21 Setembro 2020
"O Hino não pede, agradece. Quem louva e canta a própria gratidão sabe que não pode pedir um dom maior do que o de ter sido criado, superando toda pequena alegria ou dor, consequências necessárias de fazer parte deste mundo, mas que estamos dispostos a aceitar sem nos perguntar o porquê", escrevem Ennio e Valentina Morricone, em artigo publicado por La Lettura, 20-09-2020. A tradução é de Luisa Rabolini.
Sou convidado a falar sobre os Salmos, embora às vezes possa ser limitador falar, quando só se pode observar. Observo a extraordinária beleza poética e realista daquilo que me parece possa ser definido como um poema oculto. Defino-o oculto porque, em casos como este, um escrito que temos diante de nós, que podemos ver e ouvir, tem uma origem impossível de rastrear. Podemos admirar seu resultado em forma de palavras, mas esse sentimento por trás disso pertence a um Outro Lugar muito acima de nós. É um Outro Lugar que meus pensamentos costumam visitar, mas que dificilmente posso expressar com a prosa. As palavras são uma chave para estabelecer um encontro entre nós e Deus, representam a veste que dá a um sentimento imaterial uma forma humana: a forma da linguagem. A linguagem é o único meio de expressão de um sentimento como a fé, caso contrário inexprimível.
Deus nunca teve um contato conosco, exceto por meio de Jesus Cristo que, ao se tornar homem, criou uma ponte entre nós e aquele Outro Lugar. As palavras escritas podem ser os tijolos para reconstruir essa ponte com os nossos meios, que são limitados, mas representam a única maneira de nos elevar para aquele lugar. Quando digo que as palavras são um meio, não pretendo diminuir o seu valor, mas sim revisitar o sentido que, na escrita sagrada, é atribuído à invenção.

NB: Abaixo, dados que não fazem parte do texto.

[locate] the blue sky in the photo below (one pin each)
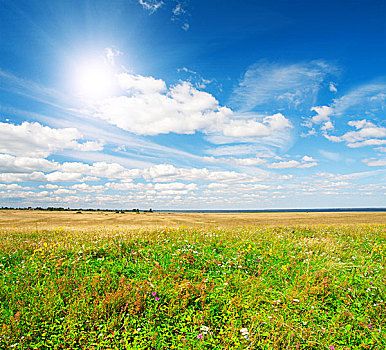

Talvez seja redutivo, no contexto da obra do salmista, dizer que ele inventa como se estivesse criando algo do nada, talento mais fácil a ser atribuído aos poetas. Talvez seja mais correto pensar que este intercepte aquela ideia e se sirva das palavras para comunicá-la da maneira mais eficaz. O poeta é mediador entre ele mesmo e os homens, o salmista é mediador entre os homens e Deus. Esse discurso da intercepção remete-me para o meu trabalho, pois a música também assume o papel de um intermediário entre um sentimento inexprimível e uma forma de comunicação universal. Tanto a música quanto as palavras são portadoras de uma mensagem que deve estimular não tanto uma compreensão racional, um aspecto mais terreno do ser humano, mas um sentimento mais elevado, pois a consciência pode chegar a lugares onde a lógica não chega.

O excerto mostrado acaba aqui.